KARACHI, PAKISTAN — The government of President Pervez Musharraf says that those responsible for trying to kill former leader Benazir Bhutto in a horrific bombing last week that left nearly 140 people dead will be brought to justice. But history suggests otherwise.
Of dozens of suicide bombings and other attacks that have taken place in Pakistan over the last several years, including a number of high-profile assassination attempts, very few such cases have been definitively solved.
One notable exception: two attempts in 2003 to kill Musharraf with massive bombs near his headquarters in the garrison city of Rawalpindi. The alleged mastermind was hunted down and shot to death months later by Pakistani security forces.
Analysts, along with current and former investigators and government officials, said it was highly unlikely that those who planned the attack against Bhutto in this port city as she returned home from eight years in self-imposed exile would be captured, tried and convicted.
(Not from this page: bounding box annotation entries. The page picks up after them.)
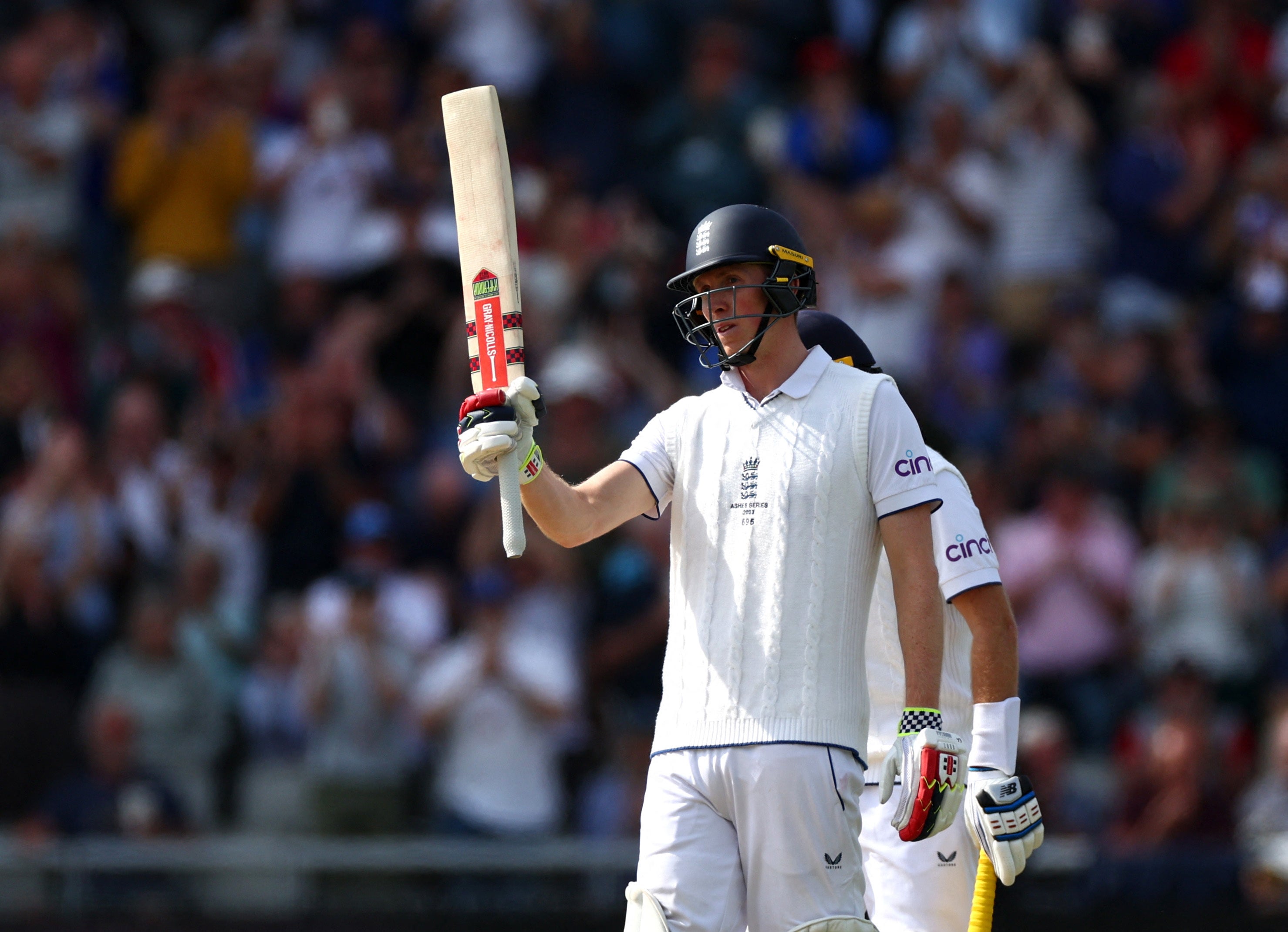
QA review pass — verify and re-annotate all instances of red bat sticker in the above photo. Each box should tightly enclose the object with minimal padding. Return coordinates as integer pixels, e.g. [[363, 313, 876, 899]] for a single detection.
[[474, 269, 510, 389]]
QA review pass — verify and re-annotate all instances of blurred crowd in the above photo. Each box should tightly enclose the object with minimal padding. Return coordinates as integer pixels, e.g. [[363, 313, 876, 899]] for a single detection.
[[0, 0, 1288, 901]]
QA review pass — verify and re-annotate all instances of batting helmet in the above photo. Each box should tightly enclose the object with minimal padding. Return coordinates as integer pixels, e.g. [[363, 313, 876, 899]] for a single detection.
[[796, 310, 881, 372], [666, 203, 818, 368]]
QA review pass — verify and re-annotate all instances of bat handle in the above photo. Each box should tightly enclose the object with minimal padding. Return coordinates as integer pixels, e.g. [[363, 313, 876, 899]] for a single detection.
[[496, 449, 528, 557], [967, 848, 997, 932]]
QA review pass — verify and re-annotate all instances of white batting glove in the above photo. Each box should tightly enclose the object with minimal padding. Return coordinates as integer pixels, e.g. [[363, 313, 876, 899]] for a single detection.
[[456, 376, 545, 483], [456, 420, 522, 483], [966, 767, 1046, 887], [881, 709, 966, 842]]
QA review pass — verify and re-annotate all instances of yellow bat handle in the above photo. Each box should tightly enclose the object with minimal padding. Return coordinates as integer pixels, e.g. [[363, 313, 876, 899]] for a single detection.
[[967, 848, 997, 932]]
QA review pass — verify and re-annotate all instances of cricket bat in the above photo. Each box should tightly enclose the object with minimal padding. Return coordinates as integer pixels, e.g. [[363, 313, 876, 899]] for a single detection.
[[443, 85, 527, 556], [966, 848, 997, 932]]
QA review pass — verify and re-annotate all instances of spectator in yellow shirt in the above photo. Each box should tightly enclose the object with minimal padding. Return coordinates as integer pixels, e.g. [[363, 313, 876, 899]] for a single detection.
[[111, 59, 254, 270]]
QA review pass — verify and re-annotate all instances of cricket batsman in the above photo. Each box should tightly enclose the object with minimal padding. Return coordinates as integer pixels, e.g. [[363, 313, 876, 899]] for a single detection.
[[459, 205, 966, 932], [799, 312, 1043, 932]]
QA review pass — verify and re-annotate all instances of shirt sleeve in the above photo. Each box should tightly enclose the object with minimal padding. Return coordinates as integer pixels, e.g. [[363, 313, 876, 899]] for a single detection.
[[930, 472, 1002, 601], [868, 381, 943, 519], [618, 408, 675, 520]]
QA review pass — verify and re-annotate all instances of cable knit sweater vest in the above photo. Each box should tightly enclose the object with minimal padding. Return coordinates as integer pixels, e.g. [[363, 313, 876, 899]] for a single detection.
[[653, 366, 889, 754]]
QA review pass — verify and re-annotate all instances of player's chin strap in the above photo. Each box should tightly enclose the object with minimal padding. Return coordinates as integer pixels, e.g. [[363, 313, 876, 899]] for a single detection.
[[716, 314, 787, 371], [788, 915, 877, 932]]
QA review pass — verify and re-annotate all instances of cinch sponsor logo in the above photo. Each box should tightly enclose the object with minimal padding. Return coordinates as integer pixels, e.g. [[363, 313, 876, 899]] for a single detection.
[[894, 449, 933, 476], [944, 534, 993, 562]]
They cited factors including imprecise investigative methods, the shifting nature of the many Islamic militant groups with the desire and motivation to kill Bhutto, the vagaries of the Pakistani judicial system and a degree of sympathy in some official quarters for the militants' cause.
"Are we going to try? Yes," said one Pakistani official who is close to the investigation, speaking on condition of anonymity. "Are we going to succeed? To be very honest, I have my doubts."
Both Bhutto and the government have cast suspicion on Islamists who are angered by her pro-Western stance and repelled by the idea of a woman in a leadership role. But assuming that theory is correct, narrowing down the list of suspects will be a difficult and painstaking task.
Modern forensic methods are little used in Pakistan. From the moment of the attack early Friday, the crime scene was tainted and trampled by hundreds of people, victims and rescuers alike.
Amid panic and chaos, police made little effort to cordon off the area around the blasts, which took place on the main boulevard leading from Karachi's international airport to the center of the city.
"It wasn't exactly 'CSI' -- not Miami, or Las Vegas, or even some small town," said a Western diplomat in Karachi, referring to the popular American TV crime series in which latex-gloved forensics experts examine the tiniest of clues.